El cuidado va mucho más allá del acompañamiento
Cuando pensamos en el cuidado de una persona con discapacidad, solemos imaginar el apoyo cotidiano o la asistencia en determinadas actividades. Sin embargo, para muchas familias el cuidado también implica asumir un rol de coordinación permanente.
Las personas cuidadoras suelen convertirse, casi sin darse cuenta, en quienes organizan tratamientos, citas médicas, medicamentos, terapias y gran parte de la rutina diaria. Además de brindar apoyo directo, deben tomar decisiones, resolver imprevistos, comunicarse con profesionales de la salud y coordinar diferentes aspectos de la vida cotidiana.
Diversas investigaciones han mostrado que esta labor de coordinación forma parte del trabajo de cuidado y requiere tiempo, organización y comunicación constante con familiares y equipos de salud. Cuando ese proceso recae sobre una sola persona, aumenta el riesgo de experimentar una mayor sobrecarga física y emocional.
Con el paso del tiempo, esa responsabilidad puede sentirse como si no hubiera margen para equivocarse. La idea de que todo depende de una sola persona puede convertirse en una fuente permanente de presión.

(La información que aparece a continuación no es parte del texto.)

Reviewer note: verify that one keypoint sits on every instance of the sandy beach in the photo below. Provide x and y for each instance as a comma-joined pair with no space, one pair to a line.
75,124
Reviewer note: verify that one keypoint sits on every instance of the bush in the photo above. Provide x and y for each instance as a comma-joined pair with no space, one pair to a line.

La presión de sentir que debemos poder con todo
Asumir múltiples responsabilidades durante largos períodos puede hacer que muchas personas cuidadoras desarrollen un alto nivel de autoexigencia. En ese contexto, pedir ayuda puede interpretarse como un fracaso, cuando en realidad constituye una respuesta natural frente a una tarea compleja.
La investigación sobre la sobrecarga de las personas cuidadoras señala que el bienestar emocional no depende únicamente del tiempo dedicado al cuidado, sino también de cómo se vive esa responsabilidad y del apoyo disponible. Quienes experimentan mayores niveles de carga emocional suelen ser, precisamente, quienes más podrían beneficiarse de espacios de acompañamiento, aunque muchas veces son las personas menos propensas a buscarlos.
Esta presión constante puede favorecer el agotamiento emocional y hacer que la persona cuidadora sienta que siempre debe estar disponible, resolver cada dificultad y anticiparse a cualquier necesidad. Sin embargo, ninguna persona puede sostener esa responsabilidad de manera aislada e indefinida.
Aceptar que existen límites no significa disminuir el compromiso con el cuidado. Significa reconocer que cuidar también implica distribuir responsabilidades, construir redes de apoyo y generar condiciones que permitan sostener ese acompañamiento a lo largo del tiempo.
Reconocer los límites también forma parte del cuidado
Durante muchos años, el trabajo de las personas cuidadoras ha permanecido poco visible, a pesar de su papel fundamental en la vida de las personas con discapacidad y sus familias. Hoy existe un mayor reconocimiento de que quienes cuidan también necesitan espacios donde puedan compartir experiencias, expresar inquietudes y encontrar apoyo.
Hablar con otras personas que viven desafíos similares permite comprender que muchas de las preocupaciones cotidianas son compartidas y que no es necesario afrontar el cuidado en soledad. Además, favorece el intercambio de estrategias, fortalece las redes comunitarias y contribuye al bienestar emocional de quienes sostienen esta labor día tras día.
En Fundación Rett creemos que el cuidado también debe incluir a quienes cuidan. Por eso, la Red de Cuidadores ofrece un espacio para compartir experiencias con personas que comprenden los desafíos del cuidado desde su propia vivencia. Fortalecer estas redes no solo beneficia a las personas cuidadoras, sino que también contribuye a construir procesos de cuidado más sostenibles para todas las personas involucradas.